Souter was 28 when she learned the truth about her father. His mother had actually given Souter his father’s real name, which was far more Irish than Spanish. Souter tracked him down, only to find he was from Trinidad.
Souter sent her boyfriend at the time to meet him for the first time. She did not find the strength to do so for almost a year. In part, she said, her concerns stemmed from the reaction she feared from her adoptive father, who had been married to Souter’s mother before a divorce.
“The whole time it was a big secret from my other dad, who I was terrified wouldn’t want me anymore,” Souter said. “I felt like I was going to get dumped.”
Finally, she and her biological father met in London and visited a teahouse. “He was darker than me. He had this fabulous copper color. …He had a lot of hair. I kept drinking it in with my eyes, kind of taking it all in.”
Then they went to a park, and, while walking there, he launched into a song. Passers-by stopped, enchanted by the purity of the serenade.
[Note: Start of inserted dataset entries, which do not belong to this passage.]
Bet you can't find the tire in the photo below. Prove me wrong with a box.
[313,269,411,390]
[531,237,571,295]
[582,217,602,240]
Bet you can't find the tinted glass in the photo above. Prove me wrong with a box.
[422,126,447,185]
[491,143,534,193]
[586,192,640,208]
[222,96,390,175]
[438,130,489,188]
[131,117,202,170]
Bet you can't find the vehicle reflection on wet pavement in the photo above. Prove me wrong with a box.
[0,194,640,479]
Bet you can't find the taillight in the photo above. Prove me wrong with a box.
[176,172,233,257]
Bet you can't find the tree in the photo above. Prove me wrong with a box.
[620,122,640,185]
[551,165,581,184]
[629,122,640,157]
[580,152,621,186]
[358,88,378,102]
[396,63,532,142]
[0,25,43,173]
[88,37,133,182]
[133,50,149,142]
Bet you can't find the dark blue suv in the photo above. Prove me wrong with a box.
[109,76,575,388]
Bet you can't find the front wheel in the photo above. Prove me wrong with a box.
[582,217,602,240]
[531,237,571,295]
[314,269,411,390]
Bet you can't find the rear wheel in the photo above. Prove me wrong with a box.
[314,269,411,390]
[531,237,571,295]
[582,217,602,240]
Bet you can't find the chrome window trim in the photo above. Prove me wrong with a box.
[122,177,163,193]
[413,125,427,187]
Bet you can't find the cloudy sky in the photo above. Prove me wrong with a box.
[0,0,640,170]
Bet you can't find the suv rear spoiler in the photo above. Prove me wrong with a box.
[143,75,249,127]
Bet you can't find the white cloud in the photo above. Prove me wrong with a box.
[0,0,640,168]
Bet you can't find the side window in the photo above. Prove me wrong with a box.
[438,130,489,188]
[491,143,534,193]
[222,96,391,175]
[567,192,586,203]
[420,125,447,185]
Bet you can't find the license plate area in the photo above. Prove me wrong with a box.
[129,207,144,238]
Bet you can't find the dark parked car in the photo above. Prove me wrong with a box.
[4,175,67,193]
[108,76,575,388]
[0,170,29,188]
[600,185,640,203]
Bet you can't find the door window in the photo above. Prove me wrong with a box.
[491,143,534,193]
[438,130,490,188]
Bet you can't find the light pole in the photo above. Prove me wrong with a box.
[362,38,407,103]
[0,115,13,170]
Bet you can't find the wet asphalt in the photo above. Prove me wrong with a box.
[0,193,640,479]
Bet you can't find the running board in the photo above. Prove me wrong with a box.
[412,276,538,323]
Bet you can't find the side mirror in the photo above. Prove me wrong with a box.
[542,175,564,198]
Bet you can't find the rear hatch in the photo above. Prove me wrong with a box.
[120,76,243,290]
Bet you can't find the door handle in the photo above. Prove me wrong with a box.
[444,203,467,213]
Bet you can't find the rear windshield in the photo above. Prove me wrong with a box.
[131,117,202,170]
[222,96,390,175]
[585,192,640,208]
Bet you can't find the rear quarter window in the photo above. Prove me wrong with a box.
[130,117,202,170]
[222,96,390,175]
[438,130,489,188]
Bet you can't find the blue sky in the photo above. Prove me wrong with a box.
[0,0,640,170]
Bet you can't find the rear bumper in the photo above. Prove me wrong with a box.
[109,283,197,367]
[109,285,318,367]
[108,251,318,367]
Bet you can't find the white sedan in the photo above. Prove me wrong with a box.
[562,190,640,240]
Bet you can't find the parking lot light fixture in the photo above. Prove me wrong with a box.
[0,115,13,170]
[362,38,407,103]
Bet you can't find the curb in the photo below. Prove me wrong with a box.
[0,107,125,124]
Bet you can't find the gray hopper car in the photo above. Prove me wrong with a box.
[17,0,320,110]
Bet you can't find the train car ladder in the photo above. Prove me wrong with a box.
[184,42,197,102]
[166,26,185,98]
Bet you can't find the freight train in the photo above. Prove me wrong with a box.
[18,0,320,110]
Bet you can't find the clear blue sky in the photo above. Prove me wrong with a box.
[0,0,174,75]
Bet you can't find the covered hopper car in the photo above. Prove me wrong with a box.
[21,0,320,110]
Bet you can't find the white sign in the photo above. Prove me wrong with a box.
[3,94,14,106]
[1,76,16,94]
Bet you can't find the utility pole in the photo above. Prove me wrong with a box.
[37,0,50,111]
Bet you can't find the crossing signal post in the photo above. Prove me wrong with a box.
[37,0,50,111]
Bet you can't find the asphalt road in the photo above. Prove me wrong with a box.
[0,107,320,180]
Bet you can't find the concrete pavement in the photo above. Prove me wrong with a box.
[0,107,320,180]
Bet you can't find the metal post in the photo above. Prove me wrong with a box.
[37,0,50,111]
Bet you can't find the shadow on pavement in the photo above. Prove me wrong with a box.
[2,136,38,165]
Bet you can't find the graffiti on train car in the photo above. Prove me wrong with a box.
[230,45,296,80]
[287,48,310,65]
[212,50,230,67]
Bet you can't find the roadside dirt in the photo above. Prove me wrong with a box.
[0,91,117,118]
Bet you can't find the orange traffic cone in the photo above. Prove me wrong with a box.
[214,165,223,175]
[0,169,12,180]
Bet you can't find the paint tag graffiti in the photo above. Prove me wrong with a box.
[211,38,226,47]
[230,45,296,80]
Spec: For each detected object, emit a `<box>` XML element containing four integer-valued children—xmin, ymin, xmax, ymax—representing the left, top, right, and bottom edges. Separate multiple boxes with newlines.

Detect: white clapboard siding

“It was almost like it was vibrating in my sternum,” Souter said. “When I hear something that’s very true, that’s when I feel it.”
Souter herself had been singing since childhood, but she would not pursue a musical career until her forties. She developed a relationship with her biological father, although she admits it was difficult at first.
“It was hard for him because he wanted to get to know me and be in my life and I had this reluctance because I felt like I was cheating on my dad,” she said.
Over the years, the two have built a relationship. He died in the late 1990s, after being struck down by Alzheimer’s disease in his final years. During this time, Souter and his adoptive father maintained their close bond.
“He’s still my dad,” she said.
A favorite of the Rochester International Jazz Festival
Tessa Souter has become a regular at the Rochester Jazz Festival, performing at several venues and occasionally appearing as part of the “Made in the UK” series.
Whether in Rochester or elsewhere, she has found that many of her audiences find personal resonance with her songs, even as she selects and shapes them through her own journey.
“My songs. They’re sort of organic,” Souter said. “Maybe it’s that the songs I choose or the songs I write have multiple meanings.”
Once, she recalls, a man approached her after a performance and said, “This is the first time I’ve cried since my son died.”
John Nugent, co-producer and artistic director of the jazz festival, said: “Tessa Souter has become a fan favorite (of the festival) not only because of her beautiful voice and incredible artistry, but also because of her warmth. as a person.
“He’s a beautiful human being who relates to his audience as well as any artist we’ve ever featured,” he said.
Souter will have two performances on the festival’s opening night, Friday, June 17, at Glory House International, formerly the Lutheran Church at 111 N. Chestnut St.
“What I really love about this festival is that it’s so beautifully curated, it’s kind of a brave curation,” Souter said, comparing the festival’s lineup to the work of a decorator taking pictures. varied and distinct pieces and wraps them in artistic symmetry.
“Because they’ve been curated by a designer, they’re cohesive,” she said. “They are all very different, but they are consistent.”
There’s another reason she keeps coming back, Souter said.
“Because they keep inviting me back.”